他奶奶的,方才仅凭着残破的都能和你来往这么多回合,如今有了这个不知道哪来的火焰助阵,还能怕你不成?
一念通达,心旷神怡,手上的动作自然也变得顺畅了许多。
手掌在半空中划出一道金色的光纹,带动着陈楠的身体急速向着徐瑾德撞过去。
灼热气息刹那间便至眼前,手掌还没到,徐瑾德胸前脏兮兮破烂烂的衣服蜷缩着,已经焦糊着贴在皮肉之上。
一阵烤肉的香气顺着空气蔓延出来,徐瑾德一直注视着自己手掌的圆溜溜的眼球猛地往上一翻。
焦黑的皮肤裂开了一道口子,白花花的牙齿在其中“嘎吱嘎吱”搓动着,阴冷的笑声便如他现在的模样一般骇人:“还以为你不敢过来呢,终于敢来送死了!”
陈楠冷笑,心头不起丝毫波澜,动作更是没有一点变形。
这个时候任何心绪的起伏,都是对自己生命的不负责任,所有额外的情绪都会是一种破绽。
要么不做,要做便不要左右犹豫,这是在杀了第十个人的时候,陈楠得出的道理。
换而言之,这个道理,在他十岁的时候,便已经懂了。
不管徐瑾德给他设下了什么样的陷阱,自兵来将挡,水来土掩罢了。
手掌之前的金色火焰燃烧越发剧烈起来,火舌照映在两人的眼中,两人目光的焦点,似乎便是那窜动的火焰。

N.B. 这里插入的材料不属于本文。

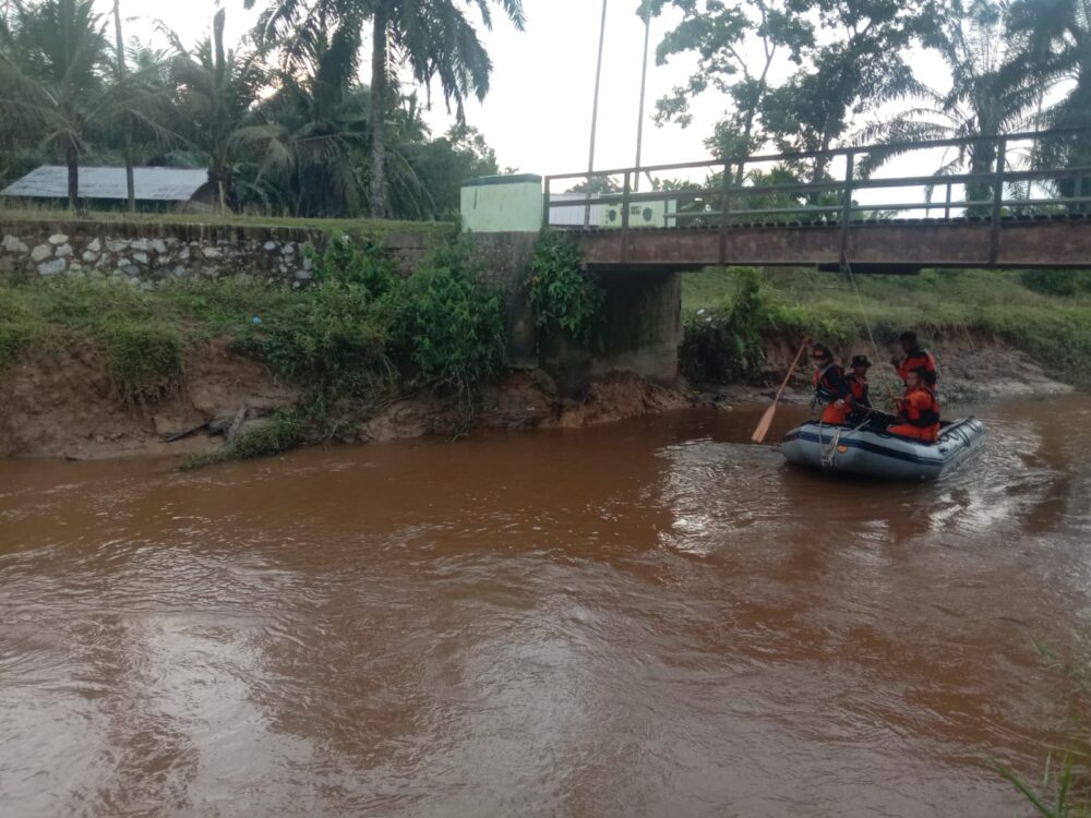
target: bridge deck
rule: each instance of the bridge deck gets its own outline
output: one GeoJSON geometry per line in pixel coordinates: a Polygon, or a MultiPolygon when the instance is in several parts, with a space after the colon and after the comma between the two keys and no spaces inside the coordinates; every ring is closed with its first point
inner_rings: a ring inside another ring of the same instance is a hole
{"type": "Polygon", "coordinates": [[[588,266],[698,269],[709,265],[1091,267],[1087,214],[993,219],[897,219],[724,227],[572,230],[588,266]]]}

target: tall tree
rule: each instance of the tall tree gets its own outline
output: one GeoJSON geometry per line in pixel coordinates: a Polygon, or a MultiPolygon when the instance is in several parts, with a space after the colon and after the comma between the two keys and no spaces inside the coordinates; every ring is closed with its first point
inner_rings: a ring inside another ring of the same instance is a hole
{"type": "Polygon", "coordinates": [[[781,149],[817,154],[799,169],[819,181],[854,117],[921,91],[907,50],[947,12],[934,0],[789,0],[789,9],[817,14],[822,31],[804,67],[770,92],[765,122],[781,149]]]}
{"type": "MultiPolygon", "coordinates": [[[[252,8],[256,0],[245,0],[252,8]]],[[[360,31],[370,27],[371,43],[371,215],[387,213],[387,116],[397,101],[392,80],[406,72],[415,83],[440,83],[444,101],[464,122],[463,105],[470,96],[483,99],[492,62],[478,32],[464,11],[476,8],[485,28],[492,27],[491,5],[499,5],[521,31],[521,0],[274,0],[262,14],[257,39],[265,48],[280,46],[291,61],[305,50],[323,27],[360,31]]],[[[362,39],[362,37],[361,37],[362,39]]]]}
{"type": "Polygon", "coordinates": [[[43,0],[16,4],[0,34],[0,116],[61,153],[76,209],[86,132],[110,112],[105,23],[92,0],[43,0]]]}
{"type": "MultiPolygon", "coordinates": [[[[481,21],[492,27],[487,0],[477,5],[481,21]]],[[[523,31],[521,0],[494,0],[516,28],[523,31]]],[[[489,91],[492,61],[473,24],[456,0],[371,0],[371,173],[372,216],[386,215],[385,117],[389,106],[392,69],[404,69],[420,85],[439,80],[444,100],[455,105],[464,122],[463,104],[472,94],[483,99],[489,91]]]]}
{"type": "Polygon", "coordinates": [[[267,72],[256,52],[227,49],[225,13],[216,12],[212,36],[191,53],[172,36],[178,51],[172,73],[180,88],[178,130],[208,163],[220,212],[227,210],[232,168],[243,158],[283,170],[291,163],[284,129],[257,111],[267,72]]]}
{"type": "MultiPolygon", "coordinates": [[[[772,88],[770,73],[789,62],[800,63],[803,49],[814,43],[805,15],[792,13],[788,0],[652,0],[654,14],[673,5],[682,22],[668,32],[656,50],[656,64],[695,53],[697,67],[685,85],[657,104],[656,121],[693,121],[692,100],[711,89],[724,95],[729,108],[709,140],[720,156],[745,156],[766,141],[762,111],[772,88]]],[[[736,170],[742,183],[743,168],[736,170]]]]}
{"type": "MultiPolygon", "coordinates": [[[[946,92],[922,87],[916,105],[892,118],[868,123],[856,134],[861,144],[908,143],[999,136],[1032,128],[1042,103],[1039,79],[1022,64],[1029,43],[1026,34],[1008,33],[1007,0],[971,0],[949,21],[930,45],[943,57],[951,74],[946,92]]],[[[861,167],[867,173],[902,153],[878,151],[861,167]]],[[[996,145],[971,142],[945,155],[938,175],[969,169],[987,175],[996,163],[996,145]]],[[[970,184],[970,200],[985,200],[991,182],[970,184]]]]}
{"type": "MultiPolygon", "coordinates": [[[[1043,115],[1048,128],[1091,128],[1091,0],[1016,0],[1011,5],[1010,32],[1029,37],[1021,63],[1043,85],[1060,85],[1067,93],[1043,115]]],[[[1091,135],[1056,136],[1042,141],[1038,160],[1042,165],[1091,165],[1091,135]]],[[[1083,195],[1091,177],[1081,181],[1083,195]]],[[[1076,180],[1058,180],[1066,195],[1075,193],[1076,180]]]]}
{"type": "Polygon", "coordinates": [[[283,71],[266,105],[292,153],[292,212],[355,216],[362,201],[357,154],[367,140],[368,94],[353,85],[358,49],[344,31],[310,45],[304,70],[283,71]]]}

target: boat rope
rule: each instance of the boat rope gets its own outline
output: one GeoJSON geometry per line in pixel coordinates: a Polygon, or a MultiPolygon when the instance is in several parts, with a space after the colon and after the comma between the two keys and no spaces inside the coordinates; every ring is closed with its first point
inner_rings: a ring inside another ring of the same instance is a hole
{"type": "MultiPolygon", "coordinates": [[[[856,286],[856,277],[852,273],[852,265],[849,264],[849,256],[844,253],[841,253],[841,264],[844,265],[844,270],[849,274],[849,281],[852,284],[852,291],[856,294],[856,308],[860,310],[860,318],[864,322],[864,329],[867,330],[867,339],[872,342],[872,351],[875,353],[875,362],[878,363],[879,358],[882,358],[879,354],[879,347],[875,342],[875,335],[872,333],[872,325],[867,321],[867,312],[864,310],[864,300],[860,296],[860,288],[856,286]]],[[[887,393],[890,396],[890,404],[897,412],[898,396],[895,395],[894,389],[890,388],[887,389],[887,393]]]]}
{"type": "MultiPolygon", "coordinates": [[[[874,411],[875,411],[874,409],[868,408],[867,412],[864,414],[864,419],[862,421],[860,421],[860,423],[855,428],[850,429],[848,432],[844,432],[844,436],[846,437],[851,437],[856,432],[859,432],[861,429],[863,429],[864,426],[866,426],[867,422],[872,419],[872,413],[874,411]]],[[[823,426],[823,423],[819,420],[818,421],[818,445],[822,448],[822,467],[824,469],[832,469],[837,465],[837,455],[838,455],[838,452],[839,452],[838,447],[841,444],[841,433],[844,430],[841,426],[838,426],[837,431],[834,433],[834,437],[830,441],[829,446],[826,446],[823,443],[822,426],[823,426]]]]}
{"type": "Polygon", "coordinates": [[[849,281],[852,284],[852,291],[856,294],[856,306],[860,310],[860,317],[864,322],[864,329],[867,330],[867,339],[872,342],[872,351],[875,353],[875,362],[878,363],[880,358],[879,347],[875,342],[875,336],[872,334],[872,325],[867,321],[867,313],[864,310],[864,300],[860,297],[860,288],[856,287],[856,277],[852,274],[852,265],[849,264],[849,257],[841,253],[841,264],[844,265],[846,272],[849,274],[849,281]]]}

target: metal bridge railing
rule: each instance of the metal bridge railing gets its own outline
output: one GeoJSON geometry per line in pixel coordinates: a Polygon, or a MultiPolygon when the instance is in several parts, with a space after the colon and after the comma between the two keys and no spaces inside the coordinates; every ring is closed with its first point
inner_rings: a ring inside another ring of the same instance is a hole
{"type": "Polygon", "coordinates": [[[607,226],[620,229],[622,233],[623,255],[627,254],[625,251],[628,248],[630,232],[640,227],[718,228],[721,248],[726,248],[728,230],[732,227],[755,222],[819,224],[840,229],[843,252],[853,224],[897,220],[906,218],[906,214],[921,210],[926,218],[932,218],[932,213],[937,212],[943,213],[945,220],[969,218],[991,221],[991,258],[995,261],[1004,217],[1086,215],[1091,213],[1091,195],[1087,194],[1091,194],[1091,128],[559,173],[544,178],[543,222],[546,227],[558,227],[555,216],[559,208],[567,209],[570,220],[572,214],[579,209],[583,210],[582,224],[577,219],[576,224],[562,227],[599,228],[602,225],[592,224],[591,214],[608,214],[611,218],[607,226]],[[1071,148],[1068,152],[1069,161],[1043,167],[1041,157],[1044,154],[1041,148],[1046,141],[1053,146],[1054,155],[1058,144],[1062,154],[1064,148],[1071,148]],[[874,175],[858,172],[862,160],[884,156],[896,156],[901,163],[906,163],[908,158],[916,163],[918,167],[926,164],[935,167],[936,157],[930,158],[924,154],[949,152],[951,148],[975,153],[979,170],[892,178],[876,178],[874,175]],[[1080,157],[1080,164],[1074,164],[1074,157],[1080,157]],[[840,166],[837,168],[841,171],[840,178],[818,182],[754,184],[748,176],[748,171],[760,166],[782,166],[807,159],[822,159],[828,168],[840,166]],[[982,169],[985,160],[987,171],[982,169]],[[707,171],[704,185],[686,183],[672,190],[636,190],[635,183],[642,176],[651,178],[652,175],[703,169],[707,171]],[[568,193],[565,199],[556,195],[559,183],[566,180],[586,179],[590,183],[594,179],[614,177],[622,180],[619,192],[584,195],[568,193]],[[709,185],[710,181],[715,184],[709,185]],[[919,193],[915,196],[894,195],[906,189],[915,189],[919,193]],[[943,194],[938,201],[935,196],[937,191],[943,194]],[[890,197],[885,199],[884,192],[890,197]],[[957,193],[961,195],[957,196],[957,193]],[[856,197],[861,194],[868,201],[858,201],[856,197]],[[658,206],[642,210],[642,204],[658,206]],[[637,215],[649,210],[658,214],[657,221],[661,217],[662,224],[644,221],[634,225],[634,208],[637,215]]]}

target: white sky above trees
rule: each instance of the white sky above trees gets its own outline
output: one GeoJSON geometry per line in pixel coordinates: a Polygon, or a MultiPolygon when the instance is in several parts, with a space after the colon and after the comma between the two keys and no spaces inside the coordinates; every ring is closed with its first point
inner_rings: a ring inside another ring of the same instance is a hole
{"type": "MultiPolygon", "coordinates": [[[[103,13],[111,0],[97,0],[103,13]]],[[[223,0],[227,9],[227,35],[236,43],[255,14],[242,9],[242,0],[223,0]]],[[[492,89],[482,104],[467,106],[467,120],[495,148],[502,168],[523,172],[558,173],[586,169],[589,146],[595,61],[598,49],[600,0],[524,0],[527,28],[518,33],[495,11],[494,31],[482,38],[493,61],[492,89]]],[[[635,161],[636,123],[640,87],[644,24],[636,14],[639,0],[610,0],[606,56],[596,148],[597,168],[628,167],[635,161]]],[[[125,37],[153,38],[153,21],[163,20],[187,44],[211,28],[214,0],[121,0],[125,37]]],[[[678,13],[652,22],[651,63],[644,136],[644,165],[698,160],[707,156],[704,140],[721,118],[726,100],[708,92],[693,105],[694,122],[687,129],[651,123],[656,100],[688,77],[693,62],[673,58],[655,65],[655,48],[678,13]]],[[[112,27],[110,28],[112,35],[112,27]]],[[[935,56],[915,59],[914,68],[926,83],[943,87],[948,82],[935,56]]],[[[363,65],[369,63],[364,60],[363,65]]],[[[367,82],[367,76],[362,77],[367,82]]],[[[423,94],[421,95],[423,98],[423,94]]],[[[453,122],[442,95],[433,95],[427,119],[434,135],[453,122]]]]}

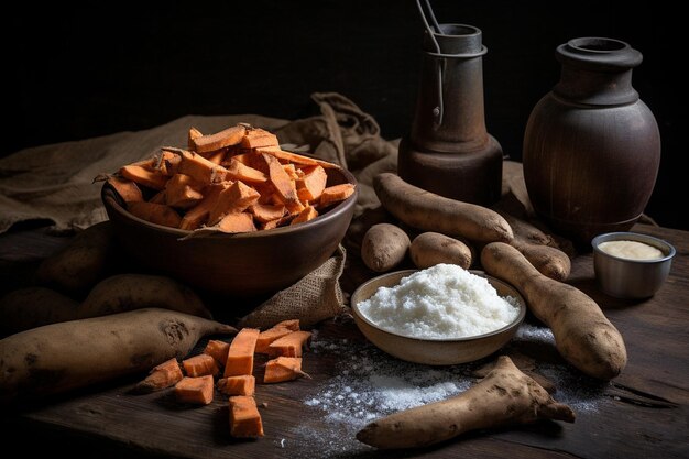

火焰上的掌纹越发清晰起来,炽热让两人的瞳孔都微微缩了一缩。
如此致命的一击,徐瑾德竟然不躲?
一张焦黑似鬼,一张皎洁似仙。
两人几乎在同时笑了起来,嘴角勾起的笑容越来越肆意,金色火焰跳动得越来越妖艳。
手掌与胸膛的触碰感从来没有像现在这样美妙过,陈楠与徐瑾德脸上的笑容几乎在刹那间绽开到了最大。
霸道的金色火焰几乎在刹那间便已经撕裂了徐瑾德胸前的焦黑皮肤,血液顺着手掌一点一滴落在地面上,青青草叶接触那血滴的一瞬间,便被烤干了水分,一片飞灰。
陈楠嘴角拉起的笑容陡然僵住。
他眼中第一次出现了一种名叫骇然的情绪。
这种感觉是……怎么可能!
他眼睁睁看着徐瑾德从他的手下一点一点地把自己的胸膛抽出来,元力堆积而来,海潮一般熄灭了贴合在徐瑾德身体上的金色火焰。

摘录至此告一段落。